Blood on the tiles? No, sir, there’d be blood on the ceiling, the walls, the fancy granite countertop. . . .

Go.

Ambler’s harsh voice asked, “What did you tell her?”

Pellam froze, stopped rocking. “Who?”

Ambler’s feverish eyes danced out the window for a moment, as a car drove past. It continued on.

Pellam rocked back. His quaking legs relaxed. Shotguns didn’t so much shoot you as obliterate you.

Ambler continued. “That you’d make her a star?”

“What are you talking about?”

Ambler said, “She told you she’d been a model, didn’t she? And you promised to get her jobs. Promised to take her out to California. ‘Leave this backwater little town. Leave your son’? And then you seduced her, didn’t you? You promised her a job and you fucked her.”

“I don’t—”

“She’s just fodder for you, isn’t she?”

“I don’t know who you’re talking about.”

His first thought was: Janine. But then he asked cautiously, “Meg?”

Ambler nodded.

Him? He’s the one?

Meg, come on . . .
This
guy?

Ambler muttered sarcastically, “Oh, she’d be in
good hands with you. . . . Jesus. You gave Sam that fucking heroin or whatever it was and practically killed him. . . .”

The surprise in Pellam’s eyes must have seemed genuine. Ambler stopped talking.

“I didn’t give Sam that stuff.”

Ambler frowned. Finally he said, “You seduced her, didn’t you?”

“Nothing happened between us. We talked. We had dinner.”

Ambler looked at him for a moment, a lover’s examination of a possible rival. How they hang on every flutter of eyelash, every syllable.

Pellam said, “She’s a captivating person.”

Ambler said, “Too good for you.”

“That’s probably true.”

Ambler said, “I love her.”

“That’s why you did it?” Pellam asked. “Why you had me set up? Because you thought I was taking her away from you?”

“Yes! And here you come to threaten me, beat me up. To tell me to stop seeing her—”

Pellam said, “I didn’t even know you
were
seeing her.”

“Then what’re you doing here tonight?”

Pellam looked at Ambler’s face carefully, judging. Tommy Bernstein had said there were times when a man has to make a leap. He meant it philosophically, muttering something about a leap of faith, though when he said it he was drunk and poised to leap off the second story of his Beverly Hills house into the swimming pool that Liberace had supposedly done something scandalous in.

Pellam said, “I’m going to show you something.”

“What?”

“I’m going to reach into my pocket, okay? I just want to show you something.”

Pellam’s hand disappeared into his pocket and it returned with the two shell casings.

“What are those?”

“These are the shells from the shots that killed my partner.

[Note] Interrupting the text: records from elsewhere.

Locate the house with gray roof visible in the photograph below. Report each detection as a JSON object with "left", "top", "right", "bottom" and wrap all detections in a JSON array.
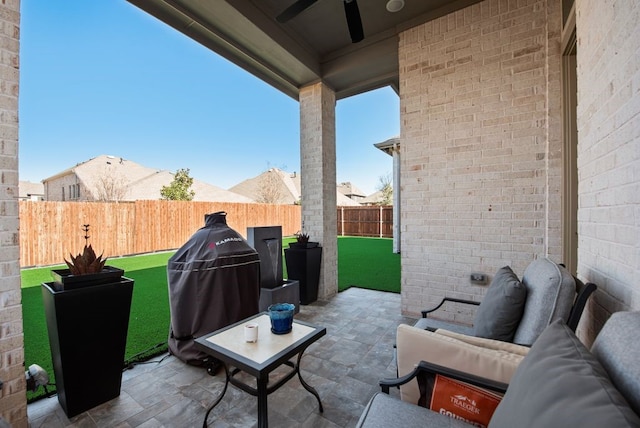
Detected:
[
  {"left": 361, "top": 189, "right": 393, "bottom": 206},
  {"left": 337, "top": 182, "right": 366, "bottom": 203},
  {"left": 230, "top": 168, "right": 361, "bottom": 206},
  {"left": 18, "top": 181, "right": 45, "bottom": 201},
  {"left": 42, "top": 154, "right": 253, "bottom": 203}
]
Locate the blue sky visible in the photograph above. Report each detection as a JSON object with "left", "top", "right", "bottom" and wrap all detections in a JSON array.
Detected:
[{"left": 19, "top": 0, "right": 399, "bottom": 195}]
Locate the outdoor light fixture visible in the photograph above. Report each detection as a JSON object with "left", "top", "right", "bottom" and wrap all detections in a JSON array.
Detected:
[
  {"left": 25, "top": 364, "right": 50, "bottom": 393},
  {"left": 386, "top": 0, "right": 405, "bottom": 13}
]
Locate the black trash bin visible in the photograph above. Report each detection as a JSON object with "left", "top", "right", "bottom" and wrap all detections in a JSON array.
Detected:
[{"left": 167, "top": 211, "right": 261, "bottom": 366}]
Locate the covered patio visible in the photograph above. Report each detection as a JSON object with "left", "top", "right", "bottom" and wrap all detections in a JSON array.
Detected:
[
  {"left": 1, "top": 0, "right": 639, "bottom": 425},
  {"left": 117, "top": 0, "right": 639, "bottom": 344}
]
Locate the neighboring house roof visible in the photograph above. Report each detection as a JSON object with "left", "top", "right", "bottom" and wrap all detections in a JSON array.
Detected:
[
  {"left": 337, "top": 182, "right": 366, "bottom": 198},
  {"left": 126, "top": 170, "right": 253, "bottom": 202},
  {"left": 361, "top": 190, "right": 392, "bottom": 205},
  {"left": 230, "top": 168, "right": 300, "bottom": 204},
  {"left": 43, "top": 154, "right": 253, "bottom": 203},
  {"left": 337, "top": 191, "right": 361, "bottom": 206},
  {"left": 18, "top": 181, "right": 45, "bottom": 200},
  {"left": 374, "top": 137, "right": 400, "bottom": 155},
  {"left": 229, "top": 168, "right": 361, "bottom": 206}
]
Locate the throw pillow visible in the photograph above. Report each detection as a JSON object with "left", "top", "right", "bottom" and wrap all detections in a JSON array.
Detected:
[
  {"left": 512, "top": 258, "right": 575, "bottom": 345},
  {"left": 473, "top": 266, "right": 526, "bottom": 341},
  {"left": 590, "top": 311, "right": 640, "bottom": 416},
  {"left": 489, "top": 320, "right": 640, "bottom": 428}
]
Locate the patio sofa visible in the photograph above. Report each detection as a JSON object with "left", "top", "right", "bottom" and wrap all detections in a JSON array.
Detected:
[
  {"left": 414, "top": 258, "right": 597, "bottom": 346},
  {"left": 356, "top": 311, "right": 640, "bottom": 427}
]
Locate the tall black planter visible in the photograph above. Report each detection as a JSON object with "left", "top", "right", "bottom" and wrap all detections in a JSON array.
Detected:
[
  {"left": 42, "top": 274, "right": 134, "bottom": 418},
  {"left": 284, "top": 245, "right": 322, "bottom": 305}
]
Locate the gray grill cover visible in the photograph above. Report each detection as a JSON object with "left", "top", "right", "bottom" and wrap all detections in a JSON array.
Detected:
[{"left": 167, "top": 212, "right": 260, "bottom": 365}]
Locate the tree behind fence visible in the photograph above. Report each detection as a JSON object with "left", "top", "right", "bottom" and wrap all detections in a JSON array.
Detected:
[{"left": 19, "top": 200, "right": 302, "bottom": 268}]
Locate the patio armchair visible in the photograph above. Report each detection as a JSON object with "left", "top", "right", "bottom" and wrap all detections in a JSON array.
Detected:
[
  {"left": 356, "top": 311, "right": 640, "bottom": 427},
  {"left": 414, "top": 258, "right": 597, "bottom": 346}
]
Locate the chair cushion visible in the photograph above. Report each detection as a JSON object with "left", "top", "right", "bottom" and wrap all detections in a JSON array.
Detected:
[
  {"left": 356, "top": 392, "right": 471, "bottom": 428},
  {"left": 473, "top": 266, "right": 527, "bottom": 341},
  {"left": 590, "top": 311, "right": 640, "bottom": 416},
  {"left": 489, "top": 320, "right": 640, "bottom": 428},
  {"left": 512, "top": 258, "right": 575, "bottom": 345},
  {"left": 396, "top": 324, "right": 525, "bottom": 405},
  {"left": 434, "top": 329, "right": 530, "bottom": 357}
]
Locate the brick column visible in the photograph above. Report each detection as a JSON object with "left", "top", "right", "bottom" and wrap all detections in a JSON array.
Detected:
[
  {"left": 0, "top": 0, "right": 27, "bottom": 426},
  {"left": 299, "top": 82, "right": 337, "bottom": 299}
]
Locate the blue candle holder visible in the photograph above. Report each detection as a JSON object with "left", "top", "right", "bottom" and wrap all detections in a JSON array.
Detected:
[{"left": 268, "top": 303, "right": 295, "bottom": 334}]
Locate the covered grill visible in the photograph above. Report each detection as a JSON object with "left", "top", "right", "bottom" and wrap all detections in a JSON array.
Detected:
[{"left": 167, "top": 211, "right": 260, "bottom": 365}]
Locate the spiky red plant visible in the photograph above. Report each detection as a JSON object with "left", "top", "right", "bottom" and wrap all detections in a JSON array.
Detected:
[{"left": 64, "top": 244, "right": 106, "bottom": 275}]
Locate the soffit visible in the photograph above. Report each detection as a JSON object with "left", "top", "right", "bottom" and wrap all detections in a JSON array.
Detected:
[{"left": 126, "top": 0, "right": 482, "bottom": 100}]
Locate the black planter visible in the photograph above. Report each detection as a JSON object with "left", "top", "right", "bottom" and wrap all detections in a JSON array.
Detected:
[
  {"left": 50, "top": 266, "right": 125, "bottom": 290},
  {"left": 284, "top": 245, "right": 322, "bottom": 305},
  {"left": 42, "top": 273, "right": 134, "bottom": 418}
]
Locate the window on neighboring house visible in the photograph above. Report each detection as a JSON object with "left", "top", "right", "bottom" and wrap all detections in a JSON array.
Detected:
[
  {"left": 62, "top": 186, "right": 65, "bottom": 201},
  {"left": 69, "top": 184, "right": 79, "bottom": 200}
]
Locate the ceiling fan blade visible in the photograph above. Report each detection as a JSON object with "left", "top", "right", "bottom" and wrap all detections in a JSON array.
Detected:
[
  {"left": 276, "top": 0, "right": 318, "bottom": 23},
  {"left": 343, "top": 0, "right": 364, "bottom": 43}
]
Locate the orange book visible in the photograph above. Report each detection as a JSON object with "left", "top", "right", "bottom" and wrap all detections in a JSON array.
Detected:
[{"left": 429, "top": 375, "right": 503, "bottom": 428}]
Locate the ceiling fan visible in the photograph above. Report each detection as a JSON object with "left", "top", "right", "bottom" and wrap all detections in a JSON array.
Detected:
[{"left": 276, "top": 0, "right": 364, "bottom": 43}]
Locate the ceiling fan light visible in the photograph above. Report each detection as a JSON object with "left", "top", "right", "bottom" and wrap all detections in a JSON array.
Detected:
[{"left": 386, "top": 0, "right": 405, "bottom": 13}]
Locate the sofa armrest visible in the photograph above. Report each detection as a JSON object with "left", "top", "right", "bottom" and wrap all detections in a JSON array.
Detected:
[
  {"left": 396, "top": 324, "right": 526, "bottom": 404},
  {"left": 566, "top": 279, "right": 597, "bottom": 331},
  {"left": 381, "top": 359, "right": 508, "bottom": 395},
  {"left": 420, "top": 297, "right": 480, "bottom": 318}
]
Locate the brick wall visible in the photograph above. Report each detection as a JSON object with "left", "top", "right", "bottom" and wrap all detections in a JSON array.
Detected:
[
  {"left": 0, "top": 0, "right": 27, "bottom": 426},
  {"left": 575, "top": 0, "right": 640, "bottom": 342},
  {"left": 398, "top": 0, "right": 563, "bottom": 323}
]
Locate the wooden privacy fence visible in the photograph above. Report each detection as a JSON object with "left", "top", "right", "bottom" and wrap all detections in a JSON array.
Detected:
[
  {"left": 19, "top": 200, "right": 301, "bottom": 268},
  {"left": 337, "top": 206, "right": 393, "bottom": 238}
]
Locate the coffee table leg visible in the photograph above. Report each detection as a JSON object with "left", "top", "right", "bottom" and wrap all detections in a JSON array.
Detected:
[
  {"left": 296, "top": 353, "right": 324, "bottom": 412},
  {"left": 257, "top": 376, "right": 269, "bottom": 428}
]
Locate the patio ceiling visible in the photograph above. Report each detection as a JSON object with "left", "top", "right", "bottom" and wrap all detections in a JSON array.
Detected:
[{"left": 126, "top": 0, "right": 482, "bottom": 100}]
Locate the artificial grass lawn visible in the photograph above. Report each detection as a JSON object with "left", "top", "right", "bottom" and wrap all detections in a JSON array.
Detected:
[
  {"left": 22, "top": 236, "right": 399, "bottom": 400},
  {"left": 336, "top": 237, "right": 400, "bottom": 293}
]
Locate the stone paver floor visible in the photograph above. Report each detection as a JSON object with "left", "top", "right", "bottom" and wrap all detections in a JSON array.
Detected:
[{"left": 28, "top": 288, "right": 416, "bottom": 427}]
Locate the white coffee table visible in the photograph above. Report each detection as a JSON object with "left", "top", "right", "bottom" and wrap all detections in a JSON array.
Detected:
[{"left": 194, "top": 312, "right": 326, "bottom": 428}]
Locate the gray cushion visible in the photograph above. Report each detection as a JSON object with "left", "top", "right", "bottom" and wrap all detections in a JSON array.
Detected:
[
  {"left": 473, "top": 266, "right": 526, "bottom": 341},
  {"left": 489, "top": 320, "right": 640, "bottom": 428},
  {"left": 590, "top": 311, "right": 640, "bottom": 416},
  {"left": 512, "top": 258, "right": 575, "bottom": 345},
  {"left": 356, "top": 392, "right": 470, "bottom": 428}
]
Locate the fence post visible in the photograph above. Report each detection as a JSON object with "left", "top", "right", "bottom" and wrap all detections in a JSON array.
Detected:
[{"left": 341, "top": 206, "right": 344, "bottom": 236}]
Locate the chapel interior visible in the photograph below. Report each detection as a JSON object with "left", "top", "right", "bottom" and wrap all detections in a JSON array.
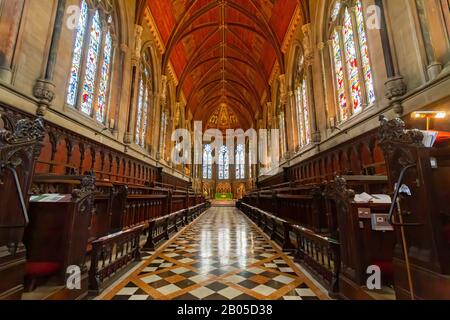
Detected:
[{"left": 1, "top": 0, "right": 450, "bottom": 301}]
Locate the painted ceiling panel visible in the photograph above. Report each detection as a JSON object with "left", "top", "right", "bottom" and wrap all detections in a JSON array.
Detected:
[{"left": 147, "top": 0, "right": 299, "bottom": 129}]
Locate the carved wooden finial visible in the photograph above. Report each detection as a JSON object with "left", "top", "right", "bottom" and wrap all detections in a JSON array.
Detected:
[
  {"left": 72, "top": 172, "right": 96, "bottom": 201},
  {"left": 0, "top": 115, "right": 45, "bottom": 169},
  {"left": 378, "top": 115, "right": 424, "bottom": 148}
]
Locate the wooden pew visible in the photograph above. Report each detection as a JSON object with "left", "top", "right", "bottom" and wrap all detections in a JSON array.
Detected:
[
  {"left": 124, "top": 185, "right": 169, "bottom": 230},
  {"left": 0, "top": 113, "right": 45, "bottom": 300},
  {"left": 237, "top": 202, "right": 294, "bottom": 251},
  {"left": 89, "top": 224, "right": 144, "bottom": 294},
  {"left": 276, "top": 184, "right": 328, "bottom": 234},
  {"left": 380, "top": 116, "right": 450, "bottom": 300},
  {"left": 31, "top": 173, "right": 114, "bottom": 242},
  {"left": 325, "top": 175, "right": 395, "bottom": 300},
  {"left": 24, "top": 173, "right": 96, "bottom": 299},
  {"left": 291, "top": 224, "right": 340, "bottom": 296},
  {"left": 242, "top": 183, "right": 331, "bottom": 235}
]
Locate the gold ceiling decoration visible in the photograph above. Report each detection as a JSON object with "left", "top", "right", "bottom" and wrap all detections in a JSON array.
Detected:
[{"left": 206, "top": 104, "right": 239, "bottom": 130}]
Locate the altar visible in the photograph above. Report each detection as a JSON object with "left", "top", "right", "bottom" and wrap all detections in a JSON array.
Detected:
[{"left": 215, "top": 193, "right": 234, "bottom": 200}]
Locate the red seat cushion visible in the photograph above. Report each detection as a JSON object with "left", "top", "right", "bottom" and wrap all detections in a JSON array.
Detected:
[
  {"left": 373, "top": 260, "right": 395, "bottom": 284},
  {"left": 25, "top": 262, "right": 61, "bottom": 277},
  {"left": 444, "top": 225, "right": 450, "bottom": 243}
]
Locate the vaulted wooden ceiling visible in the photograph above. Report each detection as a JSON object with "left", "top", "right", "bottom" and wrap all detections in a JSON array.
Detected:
[{"left": 147, "top": 0, "right": 299, "bottom": 129}]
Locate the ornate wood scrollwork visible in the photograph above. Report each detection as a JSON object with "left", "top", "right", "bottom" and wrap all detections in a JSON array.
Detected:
[
  {"left": 379, "top": 115, "right": 424, "bottom": 167},
  {"left": 72, "top": 172, "right": 96, "bottom": 201},
  {"left": 0, "top": 113, "right": 45, "bottom": 234},
  {"left": 325, "top": 176, "right": 355, "bottom": 210},
  {"left": 0, "top": 115, "right": 45, "bottom": 182}
]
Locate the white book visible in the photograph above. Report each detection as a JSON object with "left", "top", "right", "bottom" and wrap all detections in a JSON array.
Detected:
[
  {"left": 371, "top": 194, "right": 392, "bottom": 204},
  {"left": 354, "top": 192, "right": 374, "bottom": 203},
  {"left": 420, "top": 130, "right": 438, "bottom": 148},
  {"left": 354, "top": 193, "right": 392, "bottom": 204}
]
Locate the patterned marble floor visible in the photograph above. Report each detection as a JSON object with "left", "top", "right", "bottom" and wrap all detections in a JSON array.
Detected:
[{"left": 100, "top": 207, "right": 328, "bottom": 301}]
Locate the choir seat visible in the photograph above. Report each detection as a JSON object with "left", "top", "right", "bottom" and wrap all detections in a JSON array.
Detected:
[{"left": 24, "top": 262, "right": 62, "bottom": 292}]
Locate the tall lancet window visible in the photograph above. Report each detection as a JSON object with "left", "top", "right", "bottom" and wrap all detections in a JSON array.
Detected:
[
  {"left": 218, "top": 146, "right": 229, "bottom": 180},
  {"left": 135, "top": 50, "right": 153, "bottom": 147},
  {"left": 66, "top": 0, "right": 115, "bottom": 124},
  {"left": 329, "top": 0, "right": 375, "bottom": 123},
  {"left": 235, "top": 144, "right": 245, "bottom": 180},
  {"left": 159, "top": 109, "right": 168, "bottom": 159},
  {"left": 294, "top": 50, "right": 311, "bottom": 149},
  {"left": 203, "top": 144, "right": 213, "bottom": 180}
]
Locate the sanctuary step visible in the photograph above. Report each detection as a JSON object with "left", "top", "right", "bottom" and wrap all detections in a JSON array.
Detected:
[{"left": 211, "top": 200, "right": 237, "bottom": 207}]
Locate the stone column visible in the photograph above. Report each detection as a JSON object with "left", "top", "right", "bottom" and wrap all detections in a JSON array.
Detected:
[
  {"left": 33, "top": 0, "right": 68, "bottom": 115},
  {"left": 318, "top": 42, "right": 331, "bottom": 132},
  {"left": 113, "top": 43, "right": 129, "bottom": 135},
  {"left": 415, "top": 0, "right": 443, "bottom": 79},
  {"left": 302, "top": 24, "right": 320, "bottom": 144},
  {"left": 288, "top": 90, "right": 299, "bottom": 153},
  {"left": 124, "top": 25, "right": 143, "bottom": 145},
  {"left": 378, "top": 0, "right": 408, "bottom": 116},
  {"left": 0, "top": 0, "right": 25, "bottom": 82}
]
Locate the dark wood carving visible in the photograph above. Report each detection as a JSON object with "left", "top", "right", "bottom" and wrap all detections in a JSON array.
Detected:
[
  {"left": 0, "top": 112, "right": 45, "bottom": 300},
  {"left": 379, "top": 116, "right": 450, "bottom": 300}
]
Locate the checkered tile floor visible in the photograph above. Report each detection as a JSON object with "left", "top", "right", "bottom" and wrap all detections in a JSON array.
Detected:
[{"left": 100, "top": 207, "right": 328, "bottom": 300}]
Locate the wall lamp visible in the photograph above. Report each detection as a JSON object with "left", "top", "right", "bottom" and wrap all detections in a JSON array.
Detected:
[{"left": 411, "top": 111, "right": 447, "bottom": 130}]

Whoever did that is the same person who’s been selling the drugs that Sam got. I assumed it was the same person who had me beat up.”

“And you thought it was me?” Ambler’s face was horrified. Pellam slowly rocked forward, off the balls of his feet. He’d forgotten about the knife. Ambler said, “I’m a Christian.”

Pellam laughed. “Well, you vandalized our camper, right? You planted the drugs in Marty’s car and you called the sheriff and said he was selling stuff, right?”

Ambler didn’t answer for a moment. “The day you and your friend came to town I was with Meg. She was so excited. I’ve never seen her that way. She was obsessed with the idea of being in a movie. That’s all she talked about. If you made a movie here, I was afraid I’d lose her. She’d try to get a part, she’d go off to Hollywood. I
did
have somebody plant something in the car. And then, yes, he called the police. But I didn’t have Marty killed. I’d never do that.”

“You were the one who ordered the parking lot plowed over?”

“When the accident happened—when the car blew up—I was terrified that I’d be accused of it.
I told Moorhouse to have it dozed so the tourists wouldn’t freak out. He does what I tell him.”

“And Sillman? The rental place.”

“I had my man talk to Sillman. We arranged to offer Marty’s family some money. A lot of money. It looked like an insurance settlement.”

“And you had those two locals pay me a visit? Beat me up?”